Initial studies (Shapiro, 1989) and others that have followed ( case and controlled studies) and have replicated Shapiro's initial study (Wilson et al., 1995) have shown EMDR to be highly effective in treating the incapacitating memories and intense emotions associated with psychological trauma. Many other therapies/techniques can also be helpful with PTSD (art, movement, and journaling) and can be integrated into the overall treatments offered. But EMDR seems to have shown itself to be a very effective tool in the treatment of traumatic, unresolved memories. (See References below.)
Although EMDR has been shown to be effective and safe, you would not want to put yourself in a situation that created more stress or premature ending of a treatment because of a poorly trained or untrained therapist.
Where can I learn more about EMDR or find a practitioner?
You can go to the EMDR Institute's website at www.emdr.com or e-mail the Institute at: inst@emdr.com . Be sure to only embark on a course of EMDR treatments with a therapist who has been trained in the EMDR techniques and has received supervision in EMDR.
Remember no one discussion or overview such as this can fully explain EMDR and is meant to provide information only for those who may be interested in EMDR and would possibly like to learn more about EMDR. No one treatment or therapy is suggested or recommended and all decisions around the kinds of treatments, help or support you might need or agree to, should rest with (you) the one seeking treatment. If you have any questions about EMDR or the possibility of traumatic symptoms, do log onto the EMDR home page for further information. If you would like to seek some general advice/clarification around traumatic experiences you may also refer to Pysch Options™ Rates/Types of Services and/or go to the Registration Site. Treatment of PTSD or traumatic symptoms cannot be done on-line and requires face-to-face therapy with a skilled therapist. (For some texts on PTSD, please see our Bibliotherapy section.) (Also see the section on PTSD within this site for more information on PTSD.)

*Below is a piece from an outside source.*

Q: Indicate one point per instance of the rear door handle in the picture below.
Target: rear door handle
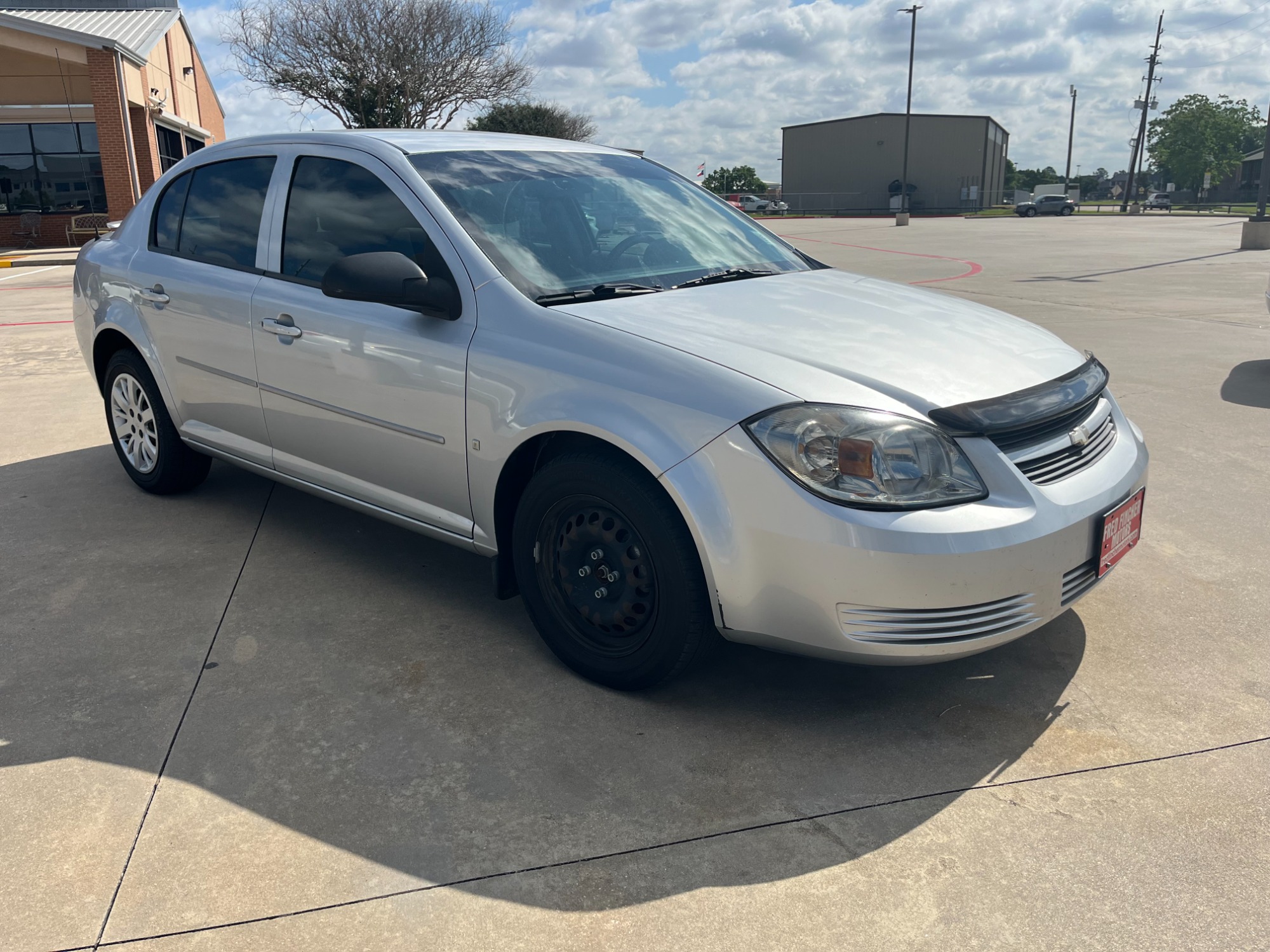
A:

Parnell L: EMDR in the Treatment of Adults Abused as Children. W. W. Norton, New York, 1999.
Shapiro F (1989): Efficacy of eye movement desensitization procedure in the treatment of traumatic memories. Journal of Traumatic Stress Studies, 2, pp 199--223.
Shapiro F. Eye Movement Desensitization and Reprocessing: Basic Principles, Protocols, and Procedures. The Guilford Press, 1995
Wilson SA, Becker LA, & Tinker RH (1995): Eye movement desensitization and reprocessing (EMDR) method treatment for psychologically traumatized individuals. Journal of Consulting and Clinical Psychology, 63, pp 928 -- 937.